Of course, probably the most obvious aspect of any vehicle with a liquid-based cooling system is the radiator, particularly when it comes to classic Corvettes, especially C2 and C3s as we’ll find out shortly. Originally these cars came with copper/brass radiators, the most common type used for passenger cars from the ’20s through the ’80s. These radiators consisted of a copper core, with brass end tanks soldiered on each side. Copper was chosen because it’s a good conductor of heat, as well as being a soft metal to work with, and one that’s easy to repair. Within the core were tubes running from top to bottom, allowing the coolant to flow from the top of the radiator down to the bottom in a single pass, reducing its temperature as it reached the bottom radiator hose. Although the tubes always provide primary cooling, as mentioned earlier, the fins have a role in directing cooler, outside air to the tubes, from the clutch fan or outside air (when the car is in motion).

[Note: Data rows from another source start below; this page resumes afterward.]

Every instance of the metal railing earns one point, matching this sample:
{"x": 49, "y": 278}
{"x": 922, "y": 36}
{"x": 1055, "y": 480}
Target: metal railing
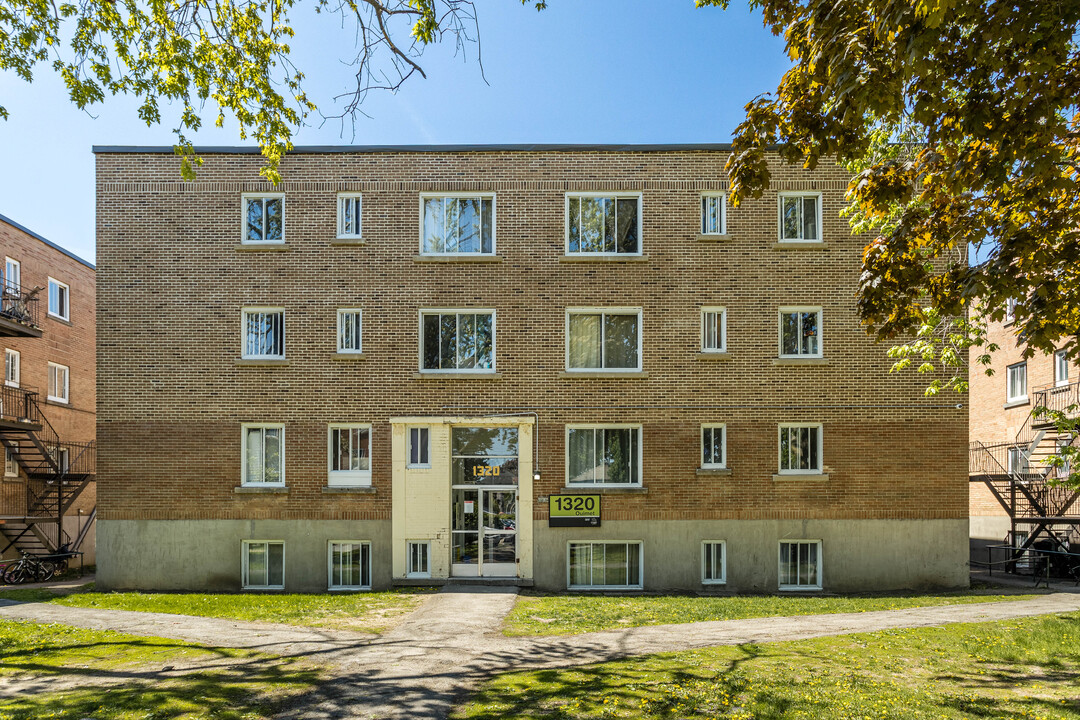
{"x": 21, "y": 306}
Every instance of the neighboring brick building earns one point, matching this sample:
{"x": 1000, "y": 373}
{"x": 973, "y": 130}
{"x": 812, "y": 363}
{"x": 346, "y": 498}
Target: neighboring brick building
{"x": 48, "y": 399}
{"x": 381, "y": 370}
{"x": 1009, "y": 445}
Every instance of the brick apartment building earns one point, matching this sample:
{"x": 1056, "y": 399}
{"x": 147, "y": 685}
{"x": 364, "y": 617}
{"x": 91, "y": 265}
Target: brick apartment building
{"x": 1013, "y": 500}
{"x": 48, "y": 398}
{"x": 565, "y": 366}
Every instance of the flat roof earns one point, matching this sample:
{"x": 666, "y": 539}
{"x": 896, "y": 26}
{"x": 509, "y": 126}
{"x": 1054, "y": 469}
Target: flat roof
{"x": 310, "y": 149}
{"x": 48, "y": 242}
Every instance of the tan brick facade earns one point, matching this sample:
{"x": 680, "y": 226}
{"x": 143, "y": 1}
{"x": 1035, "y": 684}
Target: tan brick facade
{"x": 174, "y": 280}
{"x": 68, "y": 342}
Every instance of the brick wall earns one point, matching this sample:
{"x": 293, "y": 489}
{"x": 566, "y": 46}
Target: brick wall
{"x": 173, "y": 284}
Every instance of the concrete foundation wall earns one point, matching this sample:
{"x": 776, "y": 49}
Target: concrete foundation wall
{"x": 856, "y": 555}
{"x": 205, "y": 555}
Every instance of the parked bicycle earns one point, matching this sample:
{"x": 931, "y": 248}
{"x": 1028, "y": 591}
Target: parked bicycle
{"x": 28, "y": 569}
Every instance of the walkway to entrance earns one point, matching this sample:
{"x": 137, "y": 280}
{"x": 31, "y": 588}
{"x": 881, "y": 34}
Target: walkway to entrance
{"x": 453, "y": 643}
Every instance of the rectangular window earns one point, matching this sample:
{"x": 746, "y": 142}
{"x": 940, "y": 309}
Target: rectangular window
{"x": 458, "y": 225}
{"x": 264, "y": 219}
{"x": 418, "y": 554}
{"x": 714, "y": 329}
{"x": 1016, "y": 383}
{"x": 713, "y": 214}
{"x": 713, "y": 446}
{"x": 800, "y": 333}
{"x": 604, "y": 454}
{"x": 800, "y": 565}
{"x": 264, "y": 454}
{"x": 11, "y": 367}
{"x": 264, "y": 333}
{"x": 601, "y": 223}
{"x": 349, "y": 566}
{"x": 714, "y": 567}
{"x": 419, "y": 447}
{"x": 800, "y": 217}
{"x": 604, "y": 566}
{"x": 349, "y": 330}
{"x": 607, "y": 339}
{"x": 264, "y": 565}
{"x": 800, "y": 448}
{"x": 57, "y": 299}
{"x": 349, "y": 216}
{"x": 12, "y": 276}
{"x": 350, "y": 454}
{"x": 457, "y": 341}
{"x": 1061, "y": 368}
{"x": 57, "y": 382}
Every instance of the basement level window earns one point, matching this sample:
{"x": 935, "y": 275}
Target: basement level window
{"x": 264, "y": 565}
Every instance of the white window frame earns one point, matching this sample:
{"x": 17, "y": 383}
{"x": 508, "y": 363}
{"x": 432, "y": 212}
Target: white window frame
{"x": 420, "y": 430}
{"x": 358, "y": 203}
{"x": 13, "y": 361}
{"x": 244, "y": 198}
{"x": 65, "y": 311}
{"x": 605, "y": 425}
{"x": 245, "y": 581}
{"x": 706, "y": 547}
{"x": 10, "y": 464}
{"x": 345, "y": 313}
{"x": 602, "y": 312}
{"x": 1061, "y": 368}
{"x": 365, "y": 572}
{"x": 724, "y": 445}
{"x": 458, "y": 311}
{"x": 1011, "y": 395}
{"x": 723, "y": 312}
{"x": 615, "y": 195}
{"x": 780, "y": 575}
{"x": 780, "y": 216}
{"x": 410, "y": 570}
{"x": 10, "y": 287}
{"x": 54, "y": 369}
{"x": 787, "y": 310}
{"x": 243, "y": 331}
{"x": 244, "y": 480}
{"x": 640, "y": 565}
{"x": 724, "y": 213}
{"x": 821, "y": 449}
{"x": 349, "y": 478}
{"x": 449, "y": 195}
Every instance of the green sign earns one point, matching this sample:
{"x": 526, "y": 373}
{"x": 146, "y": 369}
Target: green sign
{"x": 574, "y": 511}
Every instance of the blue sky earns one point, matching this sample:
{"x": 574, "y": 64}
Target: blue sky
{"x": 580, "y": 71}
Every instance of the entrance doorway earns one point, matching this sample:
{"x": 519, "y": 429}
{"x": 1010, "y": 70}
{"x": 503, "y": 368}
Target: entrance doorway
{"x": 484, "y": 502}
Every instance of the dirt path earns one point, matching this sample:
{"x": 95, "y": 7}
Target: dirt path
{"x": 453, "y": 642}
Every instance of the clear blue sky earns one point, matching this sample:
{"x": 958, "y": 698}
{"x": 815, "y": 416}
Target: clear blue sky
{"x": 580, "y": 71}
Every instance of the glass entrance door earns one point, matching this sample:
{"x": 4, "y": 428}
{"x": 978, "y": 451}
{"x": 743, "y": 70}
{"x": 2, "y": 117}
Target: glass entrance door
{"x": 484, "y": 499}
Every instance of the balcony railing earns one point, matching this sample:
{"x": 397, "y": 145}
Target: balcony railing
{"x": 21, "y": 306}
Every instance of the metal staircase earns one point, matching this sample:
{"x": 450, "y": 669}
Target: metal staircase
{"x": 54, "y": 474}
{"x": 1017, "y": 475}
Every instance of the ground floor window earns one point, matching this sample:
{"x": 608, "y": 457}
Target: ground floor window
{"x": 714, "y": 562}
{"x": 419, "y": 559}
{"x": 800, "y": 565}
{"x": 349, "y": 566}
{"x": 264, "y": 562}
{"x": 608, "y": 565}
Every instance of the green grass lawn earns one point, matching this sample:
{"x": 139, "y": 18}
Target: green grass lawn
{"x": 566, "y": 614}
{"x": 365, "y": 612}
{"x": 1027, "y": 668}
{"x": 103, "y": 675}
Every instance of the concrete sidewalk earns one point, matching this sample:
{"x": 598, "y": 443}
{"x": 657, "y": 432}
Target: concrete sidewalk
{"x": 454, "y": 642}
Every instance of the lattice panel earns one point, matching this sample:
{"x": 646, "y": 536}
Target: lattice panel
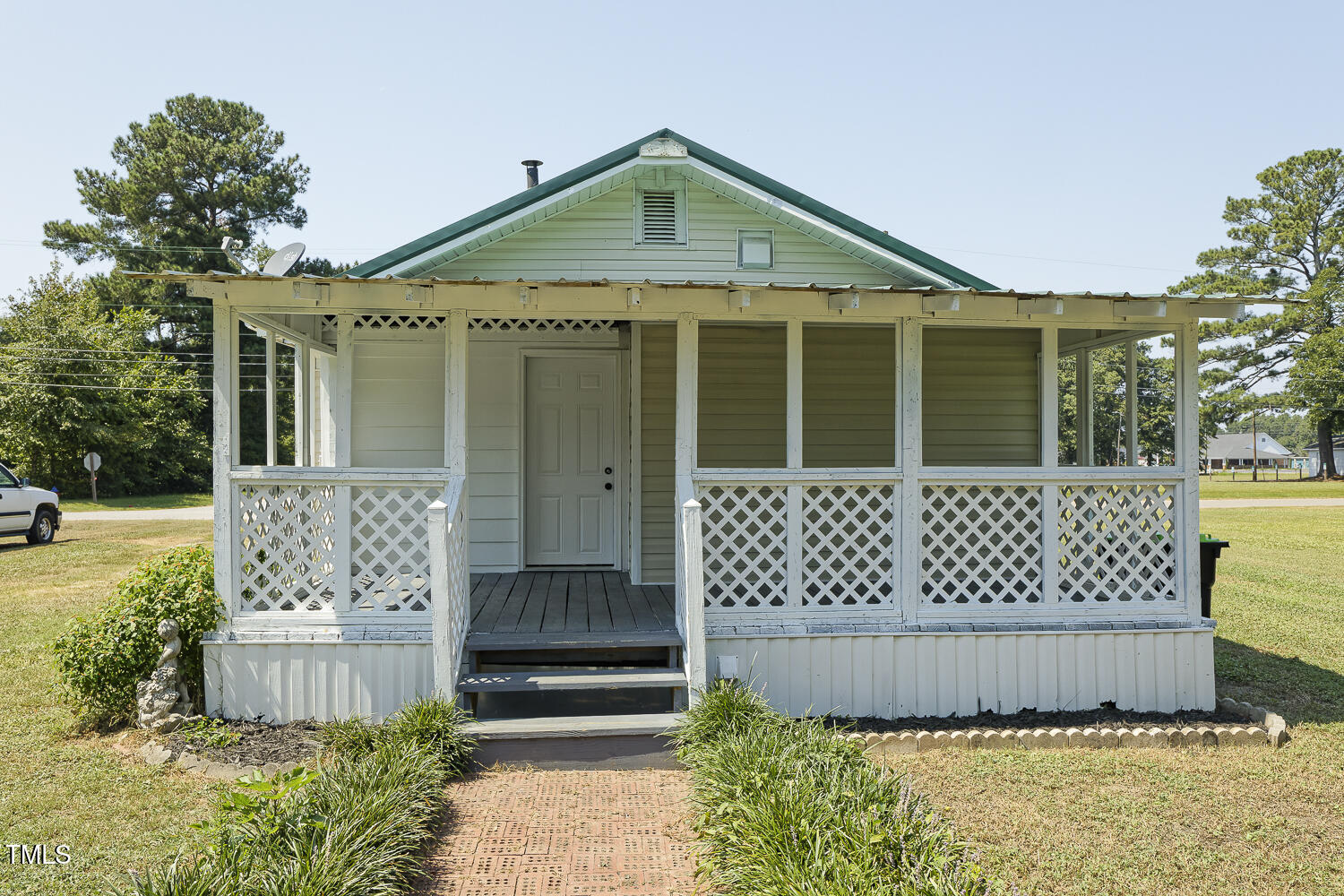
{"x": 1117, "y": 543}
{"x": 389, "y": 546}
{"x": 849, "y": 546}
{"x": 287, "y": 546}
{"x": 745, "y": 546}
{"x": 980, "y": 544}
{"x": 508, "y": 325}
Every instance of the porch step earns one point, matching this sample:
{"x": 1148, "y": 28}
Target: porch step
{"x": 570, "y": 680}
{"x": 629, "y": 726}
{"x": 637, "y": 740}
{"x": 573, "y": 640}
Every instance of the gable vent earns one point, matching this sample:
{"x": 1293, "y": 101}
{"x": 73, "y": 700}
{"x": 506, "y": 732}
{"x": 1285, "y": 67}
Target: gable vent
{"x": 659, "y": 218}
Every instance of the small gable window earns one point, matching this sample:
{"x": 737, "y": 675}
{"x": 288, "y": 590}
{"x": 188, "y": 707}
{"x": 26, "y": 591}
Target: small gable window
{"x": 755, "y": 249}
{"x": 660, "y": 218}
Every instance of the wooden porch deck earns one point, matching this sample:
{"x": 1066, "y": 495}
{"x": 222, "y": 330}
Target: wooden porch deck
{"x": 567, "y": 606}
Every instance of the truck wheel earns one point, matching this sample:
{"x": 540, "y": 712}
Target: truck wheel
{"x": 43, "y": 528}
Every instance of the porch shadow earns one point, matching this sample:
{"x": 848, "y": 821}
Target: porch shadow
{"x": 1288, "y": 685}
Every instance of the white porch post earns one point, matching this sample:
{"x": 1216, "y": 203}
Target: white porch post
{"x": 687, "y": 392}
{"x": 911, "y": 457}
{"x": 1187, "y": 458}
{"x": 793, "y": 460}
{"x": 1082, "y": 416}
{"x": 454, "y": 394}
{"x": 341, "y": 413}
{"x": 303, "y": 406}
{"x": 344, "y": 387}
{"x": 1050, "y": 458}
{"x": 1131, "y": 405}
{"x": 225, "y": 411}
{"x": 271, "y": 395}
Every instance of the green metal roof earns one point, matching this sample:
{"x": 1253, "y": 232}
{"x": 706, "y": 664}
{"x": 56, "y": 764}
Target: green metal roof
{"x": 561, "y": 183}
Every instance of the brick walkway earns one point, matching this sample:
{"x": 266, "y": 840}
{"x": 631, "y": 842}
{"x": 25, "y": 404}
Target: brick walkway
{"x": 564, "y": 833}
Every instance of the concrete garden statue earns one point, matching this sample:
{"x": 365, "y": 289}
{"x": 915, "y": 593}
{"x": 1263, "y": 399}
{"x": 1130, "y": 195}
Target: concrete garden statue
{"x": 163, "y": 700}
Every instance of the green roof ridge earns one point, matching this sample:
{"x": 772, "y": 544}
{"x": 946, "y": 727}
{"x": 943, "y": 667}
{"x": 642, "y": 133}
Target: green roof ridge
{"x": 575, "y": 175}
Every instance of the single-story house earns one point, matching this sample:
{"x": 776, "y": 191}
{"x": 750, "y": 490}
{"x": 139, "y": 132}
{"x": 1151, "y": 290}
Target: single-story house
{"x": 1236, "y": 450}
{"x": 1314, "y": 455}
{"x": 663, "y": 419}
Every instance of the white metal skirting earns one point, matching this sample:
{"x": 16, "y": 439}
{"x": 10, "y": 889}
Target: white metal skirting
{"x": 960, "y": 675}
{"x": 282, "y": 681}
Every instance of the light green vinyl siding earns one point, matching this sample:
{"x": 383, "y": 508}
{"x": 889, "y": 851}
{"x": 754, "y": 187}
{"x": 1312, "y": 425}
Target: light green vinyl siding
{"x": 596, "y": 241}
{"x": 981, "y": 401}
{"x": 658, "y": 465}
{"x": 742, "y": 395}
{"x": 849, "y": 395}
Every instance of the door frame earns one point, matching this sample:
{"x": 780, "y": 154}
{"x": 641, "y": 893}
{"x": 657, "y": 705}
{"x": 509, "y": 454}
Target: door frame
{"x": 621, "y": 509}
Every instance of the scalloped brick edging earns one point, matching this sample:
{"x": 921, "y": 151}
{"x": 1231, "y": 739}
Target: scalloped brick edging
{"x": 1268, "y": 728}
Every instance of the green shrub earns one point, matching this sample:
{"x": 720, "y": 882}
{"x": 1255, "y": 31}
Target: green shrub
{"x": 426, "y": 723}
{"x": 787, "y": 807}
{"x": 352, "y": 831}
{"x": 101, "y": 657}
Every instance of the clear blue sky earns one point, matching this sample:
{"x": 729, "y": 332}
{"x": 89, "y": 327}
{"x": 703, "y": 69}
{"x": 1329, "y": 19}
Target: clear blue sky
{"x": 1003, "y": 137}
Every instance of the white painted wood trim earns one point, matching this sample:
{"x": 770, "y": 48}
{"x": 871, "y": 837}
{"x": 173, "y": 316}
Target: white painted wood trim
{"x": 808, "y": 474}
{"x": 693, "y": 559}
{"x": 636, "y": 478}
{"x": 222, "y": 392}
{"x": 1131, "y": 403}
{"x": 341, "y": 400}
{"x": 793, "y": 544}
{"x": 454, "y": 384}
{"x": 911, "y": 458}
{"x": 1187, "y": 444}
{"x": 793, "y": 392}
{"x": 1050, "y": 395}
{"x": 687, "y": 392}
{"x": 271, "y": 395}
{"x": 1082, "y": 413}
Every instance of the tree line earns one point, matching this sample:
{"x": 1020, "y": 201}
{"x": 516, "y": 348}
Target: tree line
{"x": 118, "y": 366}
{"x": 123, "y": 367}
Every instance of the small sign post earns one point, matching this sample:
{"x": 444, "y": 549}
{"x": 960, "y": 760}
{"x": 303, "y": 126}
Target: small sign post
{"x": 91, "y": 463}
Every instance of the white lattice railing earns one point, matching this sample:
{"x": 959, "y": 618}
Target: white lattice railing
{"x": 827, "y": 544}
{"x": 332, "y": 543}
{"x": 1050, "y": 543}
{"x": 451, "y": 581}
{"x": 690, "y": 586}
{"x": 787, "y": 541}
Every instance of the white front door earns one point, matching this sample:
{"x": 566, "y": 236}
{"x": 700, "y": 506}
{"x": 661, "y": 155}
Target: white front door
{"x": 570, "y": 460}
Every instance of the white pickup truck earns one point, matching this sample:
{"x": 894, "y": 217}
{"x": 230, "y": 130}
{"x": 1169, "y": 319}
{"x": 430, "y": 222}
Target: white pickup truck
{"x": 34, "y": 513}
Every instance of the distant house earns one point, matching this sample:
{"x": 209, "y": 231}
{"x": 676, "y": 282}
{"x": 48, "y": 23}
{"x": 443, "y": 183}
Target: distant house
{"x": 1234, "y": 450}
{"x": 1314, "y": 455}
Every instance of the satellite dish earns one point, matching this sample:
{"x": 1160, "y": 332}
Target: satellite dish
{"x": 284, "y": 260}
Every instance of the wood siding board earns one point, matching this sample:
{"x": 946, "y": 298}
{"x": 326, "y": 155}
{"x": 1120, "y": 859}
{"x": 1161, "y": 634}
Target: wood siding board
{"x": 980, "y": 397}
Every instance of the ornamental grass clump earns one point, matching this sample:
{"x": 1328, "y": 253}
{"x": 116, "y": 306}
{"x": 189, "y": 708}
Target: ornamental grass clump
{"x": 351, "y": 828}
{"x": 101, "y": 657}
{"x": 787, "y": 807}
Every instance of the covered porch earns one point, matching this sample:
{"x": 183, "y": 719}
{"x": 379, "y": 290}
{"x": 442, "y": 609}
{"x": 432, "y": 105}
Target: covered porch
{"x": 788, "y": 471}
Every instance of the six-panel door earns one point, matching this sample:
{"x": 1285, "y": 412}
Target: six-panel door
{"x": 570, "y": 460}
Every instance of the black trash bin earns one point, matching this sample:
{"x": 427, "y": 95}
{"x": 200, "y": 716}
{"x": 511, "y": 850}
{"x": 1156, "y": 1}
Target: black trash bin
{"x": 1209, "y": 552}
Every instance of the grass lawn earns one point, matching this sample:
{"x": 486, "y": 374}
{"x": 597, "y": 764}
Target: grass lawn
{"x": 1190, "y": 821}
{"x": 113, "y": 812}
{"x": 1244, "y": 487}
{"x": 151, "y": 503}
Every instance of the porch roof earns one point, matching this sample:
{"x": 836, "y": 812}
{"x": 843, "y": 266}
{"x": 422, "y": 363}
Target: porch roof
{"x": 225, "y": 277}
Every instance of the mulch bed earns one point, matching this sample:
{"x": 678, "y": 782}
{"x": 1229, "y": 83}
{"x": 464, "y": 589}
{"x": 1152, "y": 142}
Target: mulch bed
{"x": 257, "y": 745}
{"x": 1081, "y": 719}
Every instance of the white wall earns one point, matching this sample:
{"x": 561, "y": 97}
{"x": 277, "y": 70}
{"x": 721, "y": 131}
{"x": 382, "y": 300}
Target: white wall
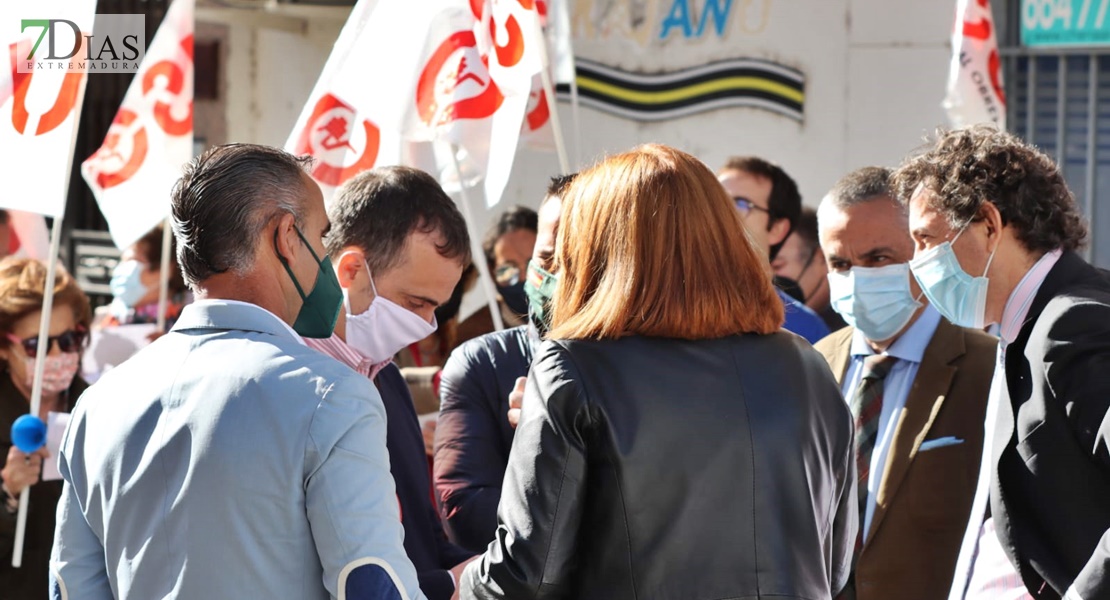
{"x": 875, "y": 75}
{"x": 272, "y": 65}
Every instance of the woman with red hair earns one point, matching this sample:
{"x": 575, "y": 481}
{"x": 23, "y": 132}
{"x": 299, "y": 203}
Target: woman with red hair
{"x": 674, "y": 443}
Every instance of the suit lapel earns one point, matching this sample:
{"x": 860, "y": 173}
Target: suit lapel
{"x": 840, "y": 354}
{"x": 926, "y": 397}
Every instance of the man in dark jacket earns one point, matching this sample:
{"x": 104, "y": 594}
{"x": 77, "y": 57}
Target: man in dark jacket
{"x": 399, "y": 245}
{"x": 474, "y": 433}
{"x": 996, "y": 230}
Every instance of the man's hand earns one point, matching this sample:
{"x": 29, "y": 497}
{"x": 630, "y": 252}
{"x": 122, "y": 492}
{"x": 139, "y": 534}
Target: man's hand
{"x": 427, "y": 428}
{"x": 457, "y": 572}
{"x": 21, "y": 469}
{"x": 515, "y": 398}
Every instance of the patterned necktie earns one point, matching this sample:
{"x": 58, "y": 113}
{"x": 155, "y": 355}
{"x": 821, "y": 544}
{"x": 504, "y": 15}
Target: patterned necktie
{"x": 867, "y": 407}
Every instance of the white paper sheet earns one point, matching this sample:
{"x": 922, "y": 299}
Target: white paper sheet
{"x": 56, "y": 426}
{"x": 110, "y": 347}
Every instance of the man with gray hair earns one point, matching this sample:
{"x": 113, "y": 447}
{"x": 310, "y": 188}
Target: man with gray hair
{"x": 228, "y": 459}
{"x": 917, "y": 388}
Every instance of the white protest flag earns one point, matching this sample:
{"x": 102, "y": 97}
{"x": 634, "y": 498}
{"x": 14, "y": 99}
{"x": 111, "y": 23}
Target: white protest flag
{"x": 975, "y": 77}
{"x": 151, "y": 138}
{"x": 475, "y": 80}
{"x": 28, "y": 235}
{"x": 39, "y": 108}
{"x": 353, "y": 118}
{"x": 538, "y": 129}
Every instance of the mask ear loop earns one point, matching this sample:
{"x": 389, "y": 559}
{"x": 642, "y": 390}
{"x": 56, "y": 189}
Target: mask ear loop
{"x": 989, "y": 258}
{"x": 346, "y": 292}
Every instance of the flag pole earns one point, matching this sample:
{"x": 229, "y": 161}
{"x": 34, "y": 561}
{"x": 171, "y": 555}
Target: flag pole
{"x": 40, "y": 363}
{"x": 564, "y": 23}
{"x": 48, "y": 307}
{"x": 545, "y": 77}
{"x": 164, "y": 280}
{"x": 484, "y": 278}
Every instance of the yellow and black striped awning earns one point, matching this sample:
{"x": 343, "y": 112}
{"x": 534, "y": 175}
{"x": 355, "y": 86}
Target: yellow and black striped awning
{"x": 658, "y": 97}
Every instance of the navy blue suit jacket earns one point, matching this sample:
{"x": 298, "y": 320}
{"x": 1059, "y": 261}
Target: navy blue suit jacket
{"x": 425, "y": 542}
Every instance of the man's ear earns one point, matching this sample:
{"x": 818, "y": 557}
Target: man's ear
{"x": 778, "y": 231}
{"x": 990, "y": 217}
{"x": 347, "y": 268}
{"x": 286, "y": 241}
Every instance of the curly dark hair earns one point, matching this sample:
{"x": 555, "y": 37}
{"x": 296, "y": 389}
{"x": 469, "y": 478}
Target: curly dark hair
{"x": 967, "y": 166}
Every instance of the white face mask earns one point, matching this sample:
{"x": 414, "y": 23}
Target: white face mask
{"x": 385, "y": 327}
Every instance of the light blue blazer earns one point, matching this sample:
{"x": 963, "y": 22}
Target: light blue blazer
{"x": 229, "y": 460}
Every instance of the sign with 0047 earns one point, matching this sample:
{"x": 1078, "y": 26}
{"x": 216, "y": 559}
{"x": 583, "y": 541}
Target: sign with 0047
{"x": 1065, "y": 22}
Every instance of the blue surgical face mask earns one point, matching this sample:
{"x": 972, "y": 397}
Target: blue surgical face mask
{"x": 877, "y": 302}
{"x": 125, "y": 284}
{"x": 958, "y": 296}
{"x": 540, "y": 285}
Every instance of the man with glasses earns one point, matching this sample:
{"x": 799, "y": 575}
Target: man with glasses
{"x": 803, "y": 261}
{"x": 996, "y": 232}
{"x": 228, "y": 459}
{"x": 769, "y": 204}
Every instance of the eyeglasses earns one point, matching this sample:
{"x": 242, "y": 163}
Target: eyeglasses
{"x": 745, "y": 205}
{"x": 507, "y": 274}
{"x": 67, "y": 342}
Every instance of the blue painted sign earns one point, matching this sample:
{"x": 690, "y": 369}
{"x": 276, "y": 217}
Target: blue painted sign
{"x": 1065, "y": 22}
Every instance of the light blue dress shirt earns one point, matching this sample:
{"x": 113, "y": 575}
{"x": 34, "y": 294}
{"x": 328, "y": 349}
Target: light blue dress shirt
{"x": 229, "y": 460}
{"x": 908, "y": 349}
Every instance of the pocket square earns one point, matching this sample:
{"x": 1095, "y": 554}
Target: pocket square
{"x": 939, "y": 443}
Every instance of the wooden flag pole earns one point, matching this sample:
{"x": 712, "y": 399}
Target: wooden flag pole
{"x": 545, "y": 77}
{"x": 164, "y": 280}
{"x": 40, "y": 363}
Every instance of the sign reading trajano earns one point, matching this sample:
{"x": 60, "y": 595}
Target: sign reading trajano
{"x": 1065, "y": 22}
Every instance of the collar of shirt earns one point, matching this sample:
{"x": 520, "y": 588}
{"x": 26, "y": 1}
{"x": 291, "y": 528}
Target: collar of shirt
{"x": 225, "y": 302}
{"x": 341, "y": 351}
{"x": 1021, "y": 298}
{"x": 910, "y": 345}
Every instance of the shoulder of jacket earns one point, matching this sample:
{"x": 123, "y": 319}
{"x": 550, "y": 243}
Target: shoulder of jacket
{"x": 833, "y": 343}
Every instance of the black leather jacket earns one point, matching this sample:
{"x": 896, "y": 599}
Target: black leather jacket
{"x": 649, "y": 468}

Early copper/brass radiators contained fairly narrow tubes, but as engines became larger and more powerful, better cooling was required. One solution was to increase the size of the radiator cooling tubes, but doing so actually created cooling dead spots or pockets in the radiator, which affected circulation and actually caused engines to run hotter. GM was one of the first American automakers to address this problem by going back to using smaller-diameter tubes, but in greater numbers. By the early ’60s, this practice was standard on most GM passenger car radiators including Corvettes, but as we shall see, even when new, original style copper/brass radiators could prove problematic on a performance car such as the Corvette, especially as more powerful small-block and (from 1965 onward) big-block V8s took up residence under the hood.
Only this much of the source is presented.